The discovery of rare and novel splice junctions in cancer can lead to new knowledge and treatments, yet the mere absence from a reference annotation does not ensure a splice junction is truly novel. Efficiently querying publicly available data for evidence of rare splice junctions is challenging due to the cost of processing raw data and the substantial technical and biological variability across samples.
LemonSplice is an interactive application that lets researchers easily answer questions about whether junctions are real, artefacts, novel or interesting by combing uniformly processed RNA-seq data (Recount and Snaptron) with an interface for rapid access and querying of splicing information (RangeDSummarisedExperiments) and interactive rich visualizations (Shiny, ggtranscript).
Interactive features:
- Transcript and exon filtering
- Zoom to region of interest
- Filter and select junctions
- Apply labels and colours to exons
- Scale introns and junctions for emphasis
- Extract literature evidence for junctions via metadata
The Recount and Snaptron (Wilks et al.) packages allow convenient access to pre-processed RNA-seq from all genes in a whole experiment, or a single genomic region across many samples, respectively.

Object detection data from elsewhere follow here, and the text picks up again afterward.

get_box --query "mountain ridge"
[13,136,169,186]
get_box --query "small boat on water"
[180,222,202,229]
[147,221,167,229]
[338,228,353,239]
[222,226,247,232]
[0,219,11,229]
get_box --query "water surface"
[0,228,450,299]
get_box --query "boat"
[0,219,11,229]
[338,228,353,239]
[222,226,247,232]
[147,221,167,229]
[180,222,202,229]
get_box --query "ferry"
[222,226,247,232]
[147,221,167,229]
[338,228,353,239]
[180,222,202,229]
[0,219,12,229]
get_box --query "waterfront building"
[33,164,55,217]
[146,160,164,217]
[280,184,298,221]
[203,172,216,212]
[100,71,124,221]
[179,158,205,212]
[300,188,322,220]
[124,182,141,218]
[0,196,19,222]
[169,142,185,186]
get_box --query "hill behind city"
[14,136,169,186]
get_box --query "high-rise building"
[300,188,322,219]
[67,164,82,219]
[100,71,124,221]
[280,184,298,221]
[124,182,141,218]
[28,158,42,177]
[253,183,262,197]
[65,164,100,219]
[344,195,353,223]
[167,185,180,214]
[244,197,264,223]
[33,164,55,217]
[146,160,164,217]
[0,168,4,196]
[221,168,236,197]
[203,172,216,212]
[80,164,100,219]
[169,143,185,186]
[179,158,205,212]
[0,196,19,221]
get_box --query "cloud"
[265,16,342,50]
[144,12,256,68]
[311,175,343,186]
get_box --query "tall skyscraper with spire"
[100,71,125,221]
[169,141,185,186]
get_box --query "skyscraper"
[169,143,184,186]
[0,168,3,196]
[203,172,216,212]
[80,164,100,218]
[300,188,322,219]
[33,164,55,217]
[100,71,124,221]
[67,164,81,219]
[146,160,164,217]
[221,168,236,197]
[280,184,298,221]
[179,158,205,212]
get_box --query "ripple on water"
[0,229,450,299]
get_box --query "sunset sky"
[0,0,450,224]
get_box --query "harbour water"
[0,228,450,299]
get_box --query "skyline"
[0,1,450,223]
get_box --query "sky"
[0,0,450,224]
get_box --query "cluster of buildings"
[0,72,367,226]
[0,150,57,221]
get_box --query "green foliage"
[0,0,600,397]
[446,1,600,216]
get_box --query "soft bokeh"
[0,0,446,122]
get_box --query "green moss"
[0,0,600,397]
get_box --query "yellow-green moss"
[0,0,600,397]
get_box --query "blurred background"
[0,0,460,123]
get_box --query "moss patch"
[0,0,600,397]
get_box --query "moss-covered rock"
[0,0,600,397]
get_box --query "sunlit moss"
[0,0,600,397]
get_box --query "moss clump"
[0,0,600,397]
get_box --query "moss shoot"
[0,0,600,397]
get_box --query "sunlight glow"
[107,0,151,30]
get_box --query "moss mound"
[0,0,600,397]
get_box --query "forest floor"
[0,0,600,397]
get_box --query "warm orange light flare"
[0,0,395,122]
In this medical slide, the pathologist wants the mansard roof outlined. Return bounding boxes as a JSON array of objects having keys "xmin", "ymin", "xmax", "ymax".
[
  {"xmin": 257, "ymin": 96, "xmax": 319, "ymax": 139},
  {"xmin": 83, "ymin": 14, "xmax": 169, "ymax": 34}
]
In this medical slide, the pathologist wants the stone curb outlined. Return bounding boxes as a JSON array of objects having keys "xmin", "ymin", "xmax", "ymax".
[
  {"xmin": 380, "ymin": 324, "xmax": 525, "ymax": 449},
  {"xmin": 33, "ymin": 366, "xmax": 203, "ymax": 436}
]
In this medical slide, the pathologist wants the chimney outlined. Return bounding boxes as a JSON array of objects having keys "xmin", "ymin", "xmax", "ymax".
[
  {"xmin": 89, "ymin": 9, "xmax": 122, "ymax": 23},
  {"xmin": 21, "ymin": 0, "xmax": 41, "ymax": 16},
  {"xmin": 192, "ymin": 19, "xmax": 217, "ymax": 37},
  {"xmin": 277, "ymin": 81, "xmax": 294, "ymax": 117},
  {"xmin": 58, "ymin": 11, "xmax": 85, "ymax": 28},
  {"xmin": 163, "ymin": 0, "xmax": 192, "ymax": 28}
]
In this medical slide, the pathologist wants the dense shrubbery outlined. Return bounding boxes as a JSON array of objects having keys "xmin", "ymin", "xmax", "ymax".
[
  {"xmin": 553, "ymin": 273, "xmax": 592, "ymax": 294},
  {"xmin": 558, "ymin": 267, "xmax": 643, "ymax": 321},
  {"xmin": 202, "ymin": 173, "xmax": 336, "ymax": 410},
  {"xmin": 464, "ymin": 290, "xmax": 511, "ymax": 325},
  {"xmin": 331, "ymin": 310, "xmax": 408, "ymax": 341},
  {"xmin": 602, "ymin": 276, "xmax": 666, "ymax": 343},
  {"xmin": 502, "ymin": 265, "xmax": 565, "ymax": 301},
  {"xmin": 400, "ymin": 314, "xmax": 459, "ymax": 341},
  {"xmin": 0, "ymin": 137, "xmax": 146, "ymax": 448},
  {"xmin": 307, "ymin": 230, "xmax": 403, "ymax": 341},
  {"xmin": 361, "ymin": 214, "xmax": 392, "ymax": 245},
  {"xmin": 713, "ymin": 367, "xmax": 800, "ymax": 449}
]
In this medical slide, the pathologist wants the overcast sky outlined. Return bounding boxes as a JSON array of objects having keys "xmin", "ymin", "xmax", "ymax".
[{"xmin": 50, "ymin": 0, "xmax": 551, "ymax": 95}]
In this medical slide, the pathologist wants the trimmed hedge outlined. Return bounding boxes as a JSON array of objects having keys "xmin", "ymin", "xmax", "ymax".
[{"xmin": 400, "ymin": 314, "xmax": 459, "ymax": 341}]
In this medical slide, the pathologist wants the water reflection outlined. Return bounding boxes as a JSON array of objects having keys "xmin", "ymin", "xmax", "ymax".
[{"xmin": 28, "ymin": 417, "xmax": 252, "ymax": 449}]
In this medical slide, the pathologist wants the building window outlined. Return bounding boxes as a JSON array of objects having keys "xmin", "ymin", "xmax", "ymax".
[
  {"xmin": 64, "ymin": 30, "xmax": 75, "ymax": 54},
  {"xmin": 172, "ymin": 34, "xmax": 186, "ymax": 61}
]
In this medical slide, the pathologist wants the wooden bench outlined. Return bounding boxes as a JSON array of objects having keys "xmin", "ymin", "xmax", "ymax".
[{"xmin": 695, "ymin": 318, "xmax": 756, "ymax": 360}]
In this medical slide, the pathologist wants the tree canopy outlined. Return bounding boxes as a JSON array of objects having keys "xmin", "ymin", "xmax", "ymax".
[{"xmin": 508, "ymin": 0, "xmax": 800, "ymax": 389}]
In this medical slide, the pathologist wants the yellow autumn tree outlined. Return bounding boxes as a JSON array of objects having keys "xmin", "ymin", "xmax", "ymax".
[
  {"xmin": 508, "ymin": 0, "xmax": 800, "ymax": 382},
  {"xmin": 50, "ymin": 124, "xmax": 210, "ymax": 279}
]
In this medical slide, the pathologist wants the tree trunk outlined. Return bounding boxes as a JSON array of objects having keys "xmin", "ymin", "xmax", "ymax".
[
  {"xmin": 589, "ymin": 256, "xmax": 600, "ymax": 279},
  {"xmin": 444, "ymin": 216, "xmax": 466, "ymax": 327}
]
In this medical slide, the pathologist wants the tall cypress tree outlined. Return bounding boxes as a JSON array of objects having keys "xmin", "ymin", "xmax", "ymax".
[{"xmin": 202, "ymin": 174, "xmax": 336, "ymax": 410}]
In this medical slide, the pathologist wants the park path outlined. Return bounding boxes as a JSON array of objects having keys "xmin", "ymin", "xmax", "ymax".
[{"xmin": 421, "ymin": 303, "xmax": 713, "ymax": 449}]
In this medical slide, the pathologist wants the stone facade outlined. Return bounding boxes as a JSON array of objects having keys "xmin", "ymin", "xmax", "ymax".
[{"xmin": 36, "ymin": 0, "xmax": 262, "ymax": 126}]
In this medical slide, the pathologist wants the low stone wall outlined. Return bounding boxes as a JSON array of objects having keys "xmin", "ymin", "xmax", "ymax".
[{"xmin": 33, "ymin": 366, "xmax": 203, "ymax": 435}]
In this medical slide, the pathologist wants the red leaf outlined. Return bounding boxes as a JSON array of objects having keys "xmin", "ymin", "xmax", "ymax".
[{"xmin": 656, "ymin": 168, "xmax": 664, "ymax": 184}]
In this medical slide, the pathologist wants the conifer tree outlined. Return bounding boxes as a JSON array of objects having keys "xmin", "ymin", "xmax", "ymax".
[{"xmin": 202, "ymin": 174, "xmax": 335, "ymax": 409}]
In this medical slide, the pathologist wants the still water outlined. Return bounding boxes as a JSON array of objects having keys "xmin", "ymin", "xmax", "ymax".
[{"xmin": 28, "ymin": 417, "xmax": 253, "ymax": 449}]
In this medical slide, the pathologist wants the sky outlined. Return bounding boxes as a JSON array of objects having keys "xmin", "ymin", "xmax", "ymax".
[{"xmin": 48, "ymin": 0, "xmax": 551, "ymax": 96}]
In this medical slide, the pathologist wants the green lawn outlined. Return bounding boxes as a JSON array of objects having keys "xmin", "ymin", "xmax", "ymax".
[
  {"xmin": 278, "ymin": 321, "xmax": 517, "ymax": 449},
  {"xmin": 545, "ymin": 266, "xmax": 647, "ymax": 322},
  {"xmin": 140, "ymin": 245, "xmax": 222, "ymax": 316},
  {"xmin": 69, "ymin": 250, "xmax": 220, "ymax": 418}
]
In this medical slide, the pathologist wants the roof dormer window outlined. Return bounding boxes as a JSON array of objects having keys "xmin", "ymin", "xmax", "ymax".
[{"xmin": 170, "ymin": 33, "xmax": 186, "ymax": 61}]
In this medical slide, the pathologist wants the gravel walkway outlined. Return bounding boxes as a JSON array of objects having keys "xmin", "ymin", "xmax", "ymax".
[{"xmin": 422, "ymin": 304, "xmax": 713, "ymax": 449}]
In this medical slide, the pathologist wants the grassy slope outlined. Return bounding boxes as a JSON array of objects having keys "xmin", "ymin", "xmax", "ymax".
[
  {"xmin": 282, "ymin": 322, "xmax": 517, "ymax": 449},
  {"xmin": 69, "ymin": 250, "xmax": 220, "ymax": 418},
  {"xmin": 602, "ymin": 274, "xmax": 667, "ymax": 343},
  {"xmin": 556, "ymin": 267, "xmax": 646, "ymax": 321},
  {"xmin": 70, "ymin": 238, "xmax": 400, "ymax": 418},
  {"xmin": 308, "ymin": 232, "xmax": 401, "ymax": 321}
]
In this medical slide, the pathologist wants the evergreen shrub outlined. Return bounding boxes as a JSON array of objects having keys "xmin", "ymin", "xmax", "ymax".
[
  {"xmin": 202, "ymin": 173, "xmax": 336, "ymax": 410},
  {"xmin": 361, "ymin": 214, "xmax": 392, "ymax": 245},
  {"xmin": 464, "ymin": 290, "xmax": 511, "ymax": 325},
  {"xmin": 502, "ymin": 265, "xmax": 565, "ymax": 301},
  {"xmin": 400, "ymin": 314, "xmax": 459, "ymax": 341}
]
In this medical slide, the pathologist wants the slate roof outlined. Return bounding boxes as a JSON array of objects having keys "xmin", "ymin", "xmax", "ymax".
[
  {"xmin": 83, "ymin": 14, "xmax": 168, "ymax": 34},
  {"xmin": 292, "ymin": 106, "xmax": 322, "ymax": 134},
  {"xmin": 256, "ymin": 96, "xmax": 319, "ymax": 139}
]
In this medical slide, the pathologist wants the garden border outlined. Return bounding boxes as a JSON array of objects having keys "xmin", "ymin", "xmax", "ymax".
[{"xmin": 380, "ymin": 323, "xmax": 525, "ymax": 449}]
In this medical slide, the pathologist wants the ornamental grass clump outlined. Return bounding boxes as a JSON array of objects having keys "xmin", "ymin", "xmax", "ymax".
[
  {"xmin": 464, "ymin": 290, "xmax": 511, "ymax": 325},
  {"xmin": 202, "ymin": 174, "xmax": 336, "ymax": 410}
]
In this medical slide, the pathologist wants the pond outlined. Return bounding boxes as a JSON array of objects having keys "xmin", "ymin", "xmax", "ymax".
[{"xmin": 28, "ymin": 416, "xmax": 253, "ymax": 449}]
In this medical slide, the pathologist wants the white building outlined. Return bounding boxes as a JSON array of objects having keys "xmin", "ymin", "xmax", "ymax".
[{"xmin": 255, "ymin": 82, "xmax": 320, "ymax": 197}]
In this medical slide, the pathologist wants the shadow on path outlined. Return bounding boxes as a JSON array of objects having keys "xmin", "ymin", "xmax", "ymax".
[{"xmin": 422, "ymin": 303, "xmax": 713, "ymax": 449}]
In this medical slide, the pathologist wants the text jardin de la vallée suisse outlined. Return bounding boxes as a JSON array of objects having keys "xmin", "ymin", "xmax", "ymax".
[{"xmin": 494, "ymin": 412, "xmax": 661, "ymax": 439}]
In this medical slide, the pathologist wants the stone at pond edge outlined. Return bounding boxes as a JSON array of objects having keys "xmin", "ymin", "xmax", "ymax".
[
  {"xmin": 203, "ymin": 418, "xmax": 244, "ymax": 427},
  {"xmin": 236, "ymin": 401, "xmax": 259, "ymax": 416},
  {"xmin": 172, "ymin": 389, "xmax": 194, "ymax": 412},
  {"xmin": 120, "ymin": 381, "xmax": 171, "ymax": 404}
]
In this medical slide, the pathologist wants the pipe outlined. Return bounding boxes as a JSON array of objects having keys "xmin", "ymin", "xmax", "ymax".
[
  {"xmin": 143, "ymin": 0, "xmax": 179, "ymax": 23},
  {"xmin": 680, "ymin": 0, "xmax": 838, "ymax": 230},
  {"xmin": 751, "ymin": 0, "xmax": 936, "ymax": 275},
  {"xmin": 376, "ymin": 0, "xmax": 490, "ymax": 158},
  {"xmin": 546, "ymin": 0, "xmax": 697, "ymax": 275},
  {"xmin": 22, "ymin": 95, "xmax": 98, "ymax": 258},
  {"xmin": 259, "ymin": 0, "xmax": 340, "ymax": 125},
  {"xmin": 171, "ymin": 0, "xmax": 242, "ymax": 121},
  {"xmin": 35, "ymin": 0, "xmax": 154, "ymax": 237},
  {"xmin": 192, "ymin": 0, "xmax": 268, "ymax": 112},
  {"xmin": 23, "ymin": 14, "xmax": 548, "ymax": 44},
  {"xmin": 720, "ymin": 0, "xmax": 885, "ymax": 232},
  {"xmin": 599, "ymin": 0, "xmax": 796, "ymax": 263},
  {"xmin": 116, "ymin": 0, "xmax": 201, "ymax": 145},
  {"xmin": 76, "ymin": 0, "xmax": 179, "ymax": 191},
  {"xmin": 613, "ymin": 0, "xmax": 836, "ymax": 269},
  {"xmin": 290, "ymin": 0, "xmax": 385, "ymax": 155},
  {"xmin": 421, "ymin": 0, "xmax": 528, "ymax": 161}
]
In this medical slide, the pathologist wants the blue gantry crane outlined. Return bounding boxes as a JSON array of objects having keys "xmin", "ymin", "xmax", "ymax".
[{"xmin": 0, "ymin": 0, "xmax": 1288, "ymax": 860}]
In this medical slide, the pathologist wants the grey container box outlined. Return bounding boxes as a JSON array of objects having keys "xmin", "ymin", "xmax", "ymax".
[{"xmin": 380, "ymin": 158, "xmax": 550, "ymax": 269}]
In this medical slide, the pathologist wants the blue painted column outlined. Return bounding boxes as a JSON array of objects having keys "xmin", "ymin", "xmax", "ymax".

References are used to align the reads to a splicing-aware aligner, and summarised at the gene, exon and junction level. Critical for splicing, junctions are agnostic to the reference used and allow for novel isoforms not in reference transcriptomes to be analysed. Available resources include Sequence Read Archive (SRA) , Genotype-Tissue Expression (GTEx), The Cancer Genome Atlas (TCGA) and Cancer Cell Line Encyclopedia (CCLE), totally over 350K samples.
- Tsai et al. Outlier Expression of Isoforms by Targeted or Total RNA Sequencing Identifies Clinically Significant Genomic Variants in Hematolymphoid Tumors, DOI: 10.1016/j.jmoldx.2023.06.007
- Lonsdale et al. Toblerone: detecting exon deletion events in cancer using RNA-seq [version 1; peer review: 2 approved]. DOI: 10.12688/f1000research.129490.1
- Wilks et al. Snaptron: querying splicing patterns across tens of thousands of RNA-seq samples, Bioinformatics, (2017), btx547, DOI: 10.1093/bioinformatics/btx547
- Wilks et al. recount3: summaries and queries for large-scale RNA-seq expression and splicing. Genome Biol, 2021. DOI: 10.1186/s13059-021-02533-6.